Finding 3 — Hantro driver-level validation runs after S_EXT_CTRLS

hantro_h264.c::hantro_h264_dec_prepare_run() is called from the V4L2 m2m worker, post-MEDIA_REQUEST_IOC_QUEUE. Its EINVAL paths (lines 449/454/459/464) are NULL-checks for missing controls — they fire if the request didn't carry one of the four required H.264 controls. NOT the iter1+2+3 carryover path.

Conclusion: the failure is in the V4L2 control-handler validate_ctrls for one of our four compound controls. Per-control validators (Finding 2) don't seem to fit since fields 110 use the same constants, but error_idx was hidden by the obfuscation rule.

Finding 4 — VIDIOC_TRY_EXT_CTRLS is the diagnostic escape hatch

Per the kernel comment, TRY_EXT_CTRLS ALWAYS reports the specific failing control's index in error_idx, even when set=true would have hidden it. Path forward:

  1. Amend our driver's Y2 instrumentation: on VIDIOC_S_EXT_CTRLS returning -EINVAL with error_idx == num_controls, retry the same controls via VIDIOC_TRY_EXT_CTRLS to extract the real failing index.
  2. Log the precise failing control + its raw fields.
  3. From that, identify the specific field-value combination on frame 11 that the per-control validator rejects.

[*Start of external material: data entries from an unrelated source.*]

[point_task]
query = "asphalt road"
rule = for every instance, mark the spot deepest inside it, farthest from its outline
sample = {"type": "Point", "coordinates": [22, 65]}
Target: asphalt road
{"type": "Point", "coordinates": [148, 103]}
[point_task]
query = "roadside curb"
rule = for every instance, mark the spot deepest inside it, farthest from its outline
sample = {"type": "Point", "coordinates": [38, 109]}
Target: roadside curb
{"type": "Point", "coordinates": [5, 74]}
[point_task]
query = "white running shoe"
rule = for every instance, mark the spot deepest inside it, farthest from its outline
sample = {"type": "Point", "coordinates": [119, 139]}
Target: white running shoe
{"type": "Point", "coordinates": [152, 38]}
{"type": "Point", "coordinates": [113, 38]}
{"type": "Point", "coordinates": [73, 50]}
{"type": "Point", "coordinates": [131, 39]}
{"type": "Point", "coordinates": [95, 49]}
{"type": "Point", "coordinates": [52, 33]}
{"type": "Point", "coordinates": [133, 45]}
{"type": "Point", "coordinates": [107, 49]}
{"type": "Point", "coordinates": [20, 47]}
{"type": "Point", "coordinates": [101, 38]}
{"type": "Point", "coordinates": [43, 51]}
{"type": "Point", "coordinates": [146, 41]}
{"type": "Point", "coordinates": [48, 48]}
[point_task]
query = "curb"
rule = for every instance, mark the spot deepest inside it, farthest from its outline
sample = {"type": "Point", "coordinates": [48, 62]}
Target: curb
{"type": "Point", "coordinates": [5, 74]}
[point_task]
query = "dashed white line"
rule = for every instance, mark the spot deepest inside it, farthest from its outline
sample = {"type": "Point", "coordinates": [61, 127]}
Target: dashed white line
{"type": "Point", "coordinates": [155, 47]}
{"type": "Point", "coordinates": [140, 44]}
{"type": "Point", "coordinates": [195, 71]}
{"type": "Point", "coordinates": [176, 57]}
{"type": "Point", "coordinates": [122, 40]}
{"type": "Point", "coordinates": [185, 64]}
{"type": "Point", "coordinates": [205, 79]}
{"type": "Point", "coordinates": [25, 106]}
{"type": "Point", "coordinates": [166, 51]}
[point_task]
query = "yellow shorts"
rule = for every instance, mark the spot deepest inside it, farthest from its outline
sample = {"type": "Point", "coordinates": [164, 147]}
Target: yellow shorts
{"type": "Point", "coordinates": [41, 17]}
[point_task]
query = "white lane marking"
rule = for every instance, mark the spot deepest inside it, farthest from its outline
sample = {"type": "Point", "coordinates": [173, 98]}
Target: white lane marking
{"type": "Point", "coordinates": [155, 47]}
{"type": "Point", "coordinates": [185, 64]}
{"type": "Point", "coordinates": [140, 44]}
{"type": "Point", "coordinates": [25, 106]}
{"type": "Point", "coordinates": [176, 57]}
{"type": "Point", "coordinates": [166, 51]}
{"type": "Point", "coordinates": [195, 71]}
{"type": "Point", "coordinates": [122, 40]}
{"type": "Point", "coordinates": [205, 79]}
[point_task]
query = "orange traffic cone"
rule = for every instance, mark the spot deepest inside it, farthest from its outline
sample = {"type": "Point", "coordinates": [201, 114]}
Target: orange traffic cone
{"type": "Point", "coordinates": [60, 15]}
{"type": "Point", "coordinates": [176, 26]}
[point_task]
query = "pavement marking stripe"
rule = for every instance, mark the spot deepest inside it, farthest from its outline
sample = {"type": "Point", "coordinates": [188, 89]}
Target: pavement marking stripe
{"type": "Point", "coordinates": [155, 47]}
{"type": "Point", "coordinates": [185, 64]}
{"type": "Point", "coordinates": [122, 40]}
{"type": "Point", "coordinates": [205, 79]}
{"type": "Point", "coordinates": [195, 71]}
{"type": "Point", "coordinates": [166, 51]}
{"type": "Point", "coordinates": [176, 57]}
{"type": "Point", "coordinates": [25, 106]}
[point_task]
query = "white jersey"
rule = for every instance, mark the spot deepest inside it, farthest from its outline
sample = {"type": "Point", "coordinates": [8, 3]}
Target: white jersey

This is a one-liner in v4l2.c: add another ioctl(video_fd, VIDIOC_TRY_EXT_CTRLS, &controls) call inside the existing EINVAL diagnostic block, then log controls.error_idx from the TRY result.

Implication for Phase 4

Phase 4's plan needs amendment: before any driver-side fix can be authored, we need the precise failing control + field. Steps:

  1. Y2 v3: add TRY_EXT_CTRLS retry on S_EXT_CTRLS EINVAL.
  2. Rebuild driver on ohm (~30 sec via meson+ninja).
  3. Re-run autonomous Phase 7 (/tmp/run_phase7_v2.sh).
  4. Read the new diagnostic — now naming the specific control.
  5. Compare frame-11 field values vs frames 110 to localize the bad field.
  6. Fix in driver. Most likely surfaces are: SPS field that wasn't properly latched after IDR, PPS field that flipped at frame 5, DECODE_PARAMS DPB entry with malformed frame_num/pic_num/flags.

Phase 3 (baseline anchor) is satisfied by iter3's Phase 7 run — same rig, same EINVAL, deterministic.

Stop point

Phase 2 closed. Next: Phase 4 step 1 (Y2 v3 with TRY_EXT_CTRLS retry diagnostic). Phase 3 anchored from iter3. Per the "Stop only if user is needed" rule, no user input required to proceed — but this is a cycle of read→speculate→test that may take several iterations.